Is that about to change?  Is Admiral Sprott(as he is fondly called by some), about to fire a giant broadside at the banks which have punished both him and his investors these past few years?

To be clear, I don’t have inside information on that topic, whatsoever. Nor do I think that a mere 4% premium would be considered high enough for them to make a decision of that magnitude.  I would however, urge more silver investors to be cognizant of this upward-creeping premium as a major indicator of both silver wholesale/retail tightness, as well as an early herald of any forthcoming investor offerings.  I guarantee you that the banks, which were caught off guard by Mr. Sprott before, are watching that premium like a hawk every day.
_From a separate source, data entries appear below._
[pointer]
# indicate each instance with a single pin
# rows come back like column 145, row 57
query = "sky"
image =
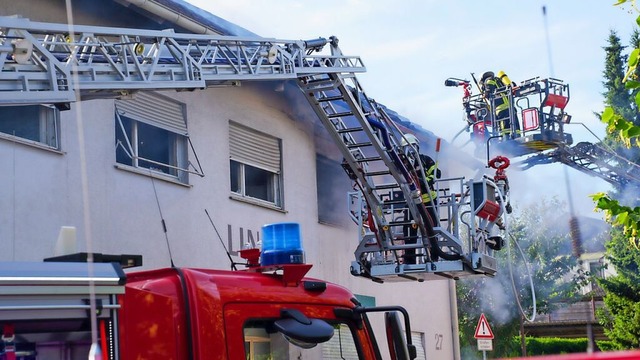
column 411, row 46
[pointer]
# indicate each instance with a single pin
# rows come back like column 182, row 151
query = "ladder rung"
column 346, row 113
column 399, row 223
column 330, row 98
column 377, row 158
column 347, row 130
column 386, row 186
column 357, row 145
column 317, row 81
column 377, row 173
column 394, row 202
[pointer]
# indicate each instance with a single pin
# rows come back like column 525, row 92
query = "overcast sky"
column 411, row 46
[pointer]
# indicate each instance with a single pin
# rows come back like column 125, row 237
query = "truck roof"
column 249, row 286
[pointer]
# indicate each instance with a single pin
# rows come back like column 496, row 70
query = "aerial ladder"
column 534, row 128
column 44, row 63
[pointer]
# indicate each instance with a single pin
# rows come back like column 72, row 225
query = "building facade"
column 185, row 177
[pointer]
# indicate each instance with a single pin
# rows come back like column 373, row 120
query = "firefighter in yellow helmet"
column 497, row 91
column 427, row 188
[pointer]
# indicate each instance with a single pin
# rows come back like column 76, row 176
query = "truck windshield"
column 261, row 342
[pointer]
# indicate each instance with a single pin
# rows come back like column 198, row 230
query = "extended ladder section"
column 535, row 124
column 591, row 159
column 50, row 63
column 518, row 120
column 57, row 64
column 400, row 238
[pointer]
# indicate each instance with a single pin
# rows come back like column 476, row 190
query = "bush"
column 550, row 345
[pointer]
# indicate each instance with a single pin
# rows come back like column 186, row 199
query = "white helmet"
column 410, row 139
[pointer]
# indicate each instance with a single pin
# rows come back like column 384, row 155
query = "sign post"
column 484, row 335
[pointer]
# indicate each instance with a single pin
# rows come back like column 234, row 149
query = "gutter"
column 172, row 16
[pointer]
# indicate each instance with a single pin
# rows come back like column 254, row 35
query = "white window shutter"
column 254, row 148
column 156, row 110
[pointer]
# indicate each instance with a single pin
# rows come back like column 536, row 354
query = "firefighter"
column 496, row 92
column 422, row 163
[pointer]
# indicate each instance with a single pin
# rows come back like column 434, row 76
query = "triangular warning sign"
column 483, row 330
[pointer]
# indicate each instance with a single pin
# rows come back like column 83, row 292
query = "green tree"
column 615, row 94
column 547, row 248
column 622, row 293
column 621, row 315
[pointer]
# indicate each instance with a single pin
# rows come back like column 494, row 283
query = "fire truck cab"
column 73, row 310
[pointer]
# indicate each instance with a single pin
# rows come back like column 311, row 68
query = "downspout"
column 171, row 16
column 453, row 308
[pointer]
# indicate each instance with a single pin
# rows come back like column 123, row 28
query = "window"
column 151, row 133
column 38, row 124
column 333, row 186
column 255, row 165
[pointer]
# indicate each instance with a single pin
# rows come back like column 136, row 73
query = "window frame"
column 248, row 157
column 48, row 124
column 178, row 167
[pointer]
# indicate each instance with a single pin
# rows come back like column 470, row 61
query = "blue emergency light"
column 281, row 244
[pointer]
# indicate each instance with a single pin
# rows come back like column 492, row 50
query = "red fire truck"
column 65, row 309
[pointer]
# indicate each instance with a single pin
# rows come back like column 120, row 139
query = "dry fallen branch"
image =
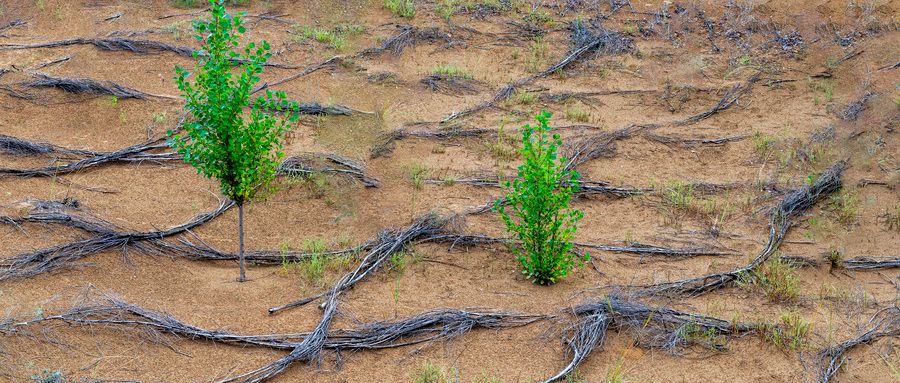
column 86, row 85
column 149, row 151
column 146, row 151
column 693, row 142
column 128, row 45
column 408, row 36
column 104, row 236
column 451, row 84
column 657, row 327
column 586, row 148
column 885, row 323
column 792, row 205
column 852, row 111
column 601, row 40
column 871, row 263
column 307, row 164
column 388, row 243
column 428, row 326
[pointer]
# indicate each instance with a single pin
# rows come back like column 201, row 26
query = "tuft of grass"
column 693, row 333
column 525, row 97
column 313, row 268
column 451, row 71
column 778, row 278
column 429, row 372
column 47, row 376
column 196, row 3
column 762, row 144
column 845, row 207
column 789, row 333
column 821, row 88
column 835, row 258
column 678, row 194
column 576, row 377
column 891, row 220
column 505, row 147
column 402, row 8
column 575, row 113
column 160, row 117
column 336, row 37
column 416, row 173
column 536, row 57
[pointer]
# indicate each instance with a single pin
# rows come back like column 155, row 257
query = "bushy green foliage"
column 218, row 141
column 241, row 153
column 536, row 208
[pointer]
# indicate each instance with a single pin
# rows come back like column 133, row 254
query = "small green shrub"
column 762, row 143
column 678, row 194
column 47, row 376
column 428, row 372
column 451, row 71
column 778, row 278
column 845, row 207
column 402, row 8
column 416, row 172
column 575, row 113
column 526, row 97
column 538, row 52
column 241, row 150
column 536, row 207
column 789, row 333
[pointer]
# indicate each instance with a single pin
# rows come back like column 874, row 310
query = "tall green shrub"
column 241, row 150
column 536, row 207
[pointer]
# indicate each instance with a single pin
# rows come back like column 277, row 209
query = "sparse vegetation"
column 790, row 332
column 577, row 114
column 402, row 8
column 778, row 279
column 536, row 208
column 451, row 71
column 416, row 173
column 505, row 147
column 219, row 142
column 335, row 37
column 845, row 207
column 537, row 55
column 429, row 372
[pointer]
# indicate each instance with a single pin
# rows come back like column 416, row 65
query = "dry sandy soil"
column 794, row 88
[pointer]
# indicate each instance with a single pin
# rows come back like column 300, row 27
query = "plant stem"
column 242, row 277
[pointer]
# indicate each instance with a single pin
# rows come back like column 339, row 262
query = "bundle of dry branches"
column 792, row 205
column 885, row 323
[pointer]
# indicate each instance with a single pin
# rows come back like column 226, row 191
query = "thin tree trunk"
column 241, row 241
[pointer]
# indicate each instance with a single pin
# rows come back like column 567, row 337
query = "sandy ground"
column 673, row 59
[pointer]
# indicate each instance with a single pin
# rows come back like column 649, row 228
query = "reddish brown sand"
column 147, row 196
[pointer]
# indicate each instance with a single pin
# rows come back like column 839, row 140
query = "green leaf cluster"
column 221, row 139
column 536, row 208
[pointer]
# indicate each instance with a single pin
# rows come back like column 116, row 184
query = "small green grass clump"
column 845, row 207
column 336, row 37
column 778, row 278
column 504, row 147
column 678, row 195
column 891, row 220
column 402, row 8
column 451, row 71
column 525, row 97
column 429, row 372
column 416, row 173
column 537, row 55
column 790, row 332
column 578, row 114
column 762, row 144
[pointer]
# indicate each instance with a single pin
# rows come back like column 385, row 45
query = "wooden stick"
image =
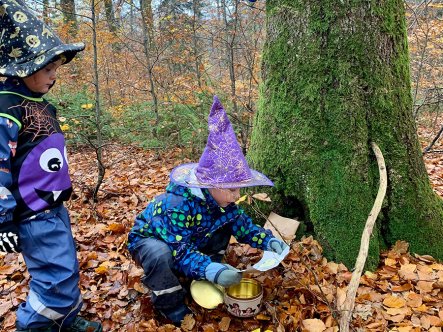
column 348, row 305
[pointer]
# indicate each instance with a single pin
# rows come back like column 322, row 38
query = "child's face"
column 224, row 197
column 43, row 80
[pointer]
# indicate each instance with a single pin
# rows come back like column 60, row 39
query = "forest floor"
column 304, row 293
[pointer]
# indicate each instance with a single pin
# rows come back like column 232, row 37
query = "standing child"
column 186, row 230
column 34, row 177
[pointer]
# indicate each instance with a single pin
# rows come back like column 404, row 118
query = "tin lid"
column 206, row 294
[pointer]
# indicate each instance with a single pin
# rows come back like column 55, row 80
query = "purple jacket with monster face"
column 34, row 173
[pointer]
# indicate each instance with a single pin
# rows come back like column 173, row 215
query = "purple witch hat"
column 222, row 164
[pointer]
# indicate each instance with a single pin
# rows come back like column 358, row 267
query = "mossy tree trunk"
column 335, row 77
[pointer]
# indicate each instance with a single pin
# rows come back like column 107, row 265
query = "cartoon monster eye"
column 65, row 154
column 51, row 160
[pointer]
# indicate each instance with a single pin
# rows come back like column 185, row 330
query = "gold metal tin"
column 244, row 299
column 247, row 289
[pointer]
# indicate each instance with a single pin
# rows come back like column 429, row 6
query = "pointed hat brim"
column 185, row 175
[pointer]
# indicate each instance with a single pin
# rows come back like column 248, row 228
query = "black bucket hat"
column 27, row 44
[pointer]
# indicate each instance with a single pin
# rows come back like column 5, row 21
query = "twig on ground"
column 348, row 305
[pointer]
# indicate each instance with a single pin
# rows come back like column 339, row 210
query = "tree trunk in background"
column 68, row 9
column 45, row 13
column 196, row 21
column 110, row 16
column 335, row 79
column 148, row 43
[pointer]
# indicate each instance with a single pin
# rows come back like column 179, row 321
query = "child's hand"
column 223, row 274
column 9, row 241
column 277, row 246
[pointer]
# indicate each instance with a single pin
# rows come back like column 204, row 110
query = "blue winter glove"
column 9, row 240
column 223, row 274
column 276, row 246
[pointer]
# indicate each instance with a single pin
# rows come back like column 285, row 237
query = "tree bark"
column 68, row 9
column 336, row 77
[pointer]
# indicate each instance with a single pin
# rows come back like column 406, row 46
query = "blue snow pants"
column 155, row 257
column 49, row 252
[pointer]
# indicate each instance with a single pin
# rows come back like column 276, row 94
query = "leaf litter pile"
column 304, row 293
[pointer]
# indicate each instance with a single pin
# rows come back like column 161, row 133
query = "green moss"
column 336, row 78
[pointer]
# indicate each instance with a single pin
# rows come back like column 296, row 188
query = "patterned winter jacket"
column 187, row 222
column 34, row 173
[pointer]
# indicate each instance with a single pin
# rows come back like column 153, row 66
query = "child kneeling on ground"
column 185, row 231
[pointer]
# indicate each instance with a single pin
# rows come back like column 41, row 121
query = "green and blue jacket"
column 186, row 222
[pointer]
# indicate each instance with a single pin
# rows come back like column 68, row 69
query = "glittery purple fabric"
column 222, row 164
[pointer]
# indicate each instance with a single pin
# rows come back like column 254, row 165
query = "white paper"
column 269, row 260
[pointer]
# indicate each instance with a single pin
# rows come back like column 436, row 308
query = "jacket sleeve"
column 8, row 143
column 245, row 231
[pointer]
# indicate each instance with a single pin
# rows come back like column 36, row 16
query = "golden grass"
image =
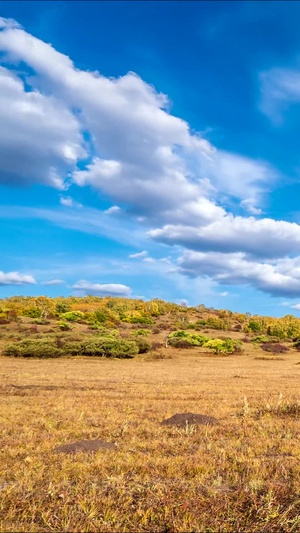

Remember, there was a silver deficit of over 113 million oz. last year alone, and that occurred at an average price of $23!  I seem to remember an interview with Rick Rule, an associate of Mr. Sprott, who assured precious metal investors earlier this year, that the “big money” was circling silver and gold like a shark, just waiting to pounce.  He even added a statement that a mere $2 billion could effectively “corner silver”, by making it nearly impossible for shorts to deliver the product.

Was he hinting at a new PSLV offering, when the time is right?  Possibly.  Either way, he’s correct: a tiny spec of the world’s available investment capital, rightly deployed, would instantly change things in silver and gold markets in a most tectonic way.  


JP Morgan and friends have surely had a successful looting spree these past few years in precious metals, but take heart, for they certainly aren’t unopposed.  These raiders would do well to be extremely cautious here, concerning any further take-downs in silver’s price.  It would also behoove us as investors, to be wary of this “Ironside”, this battleship, called PSLV, which still patrols these murky waters.  

Once the fog of war is lifted, and supply conditions are just right, a smartly placed broadside of, say, a mere $500 million dollars, would have fascinating effects on the “long con”, which many mistakenly dub “the silver market”.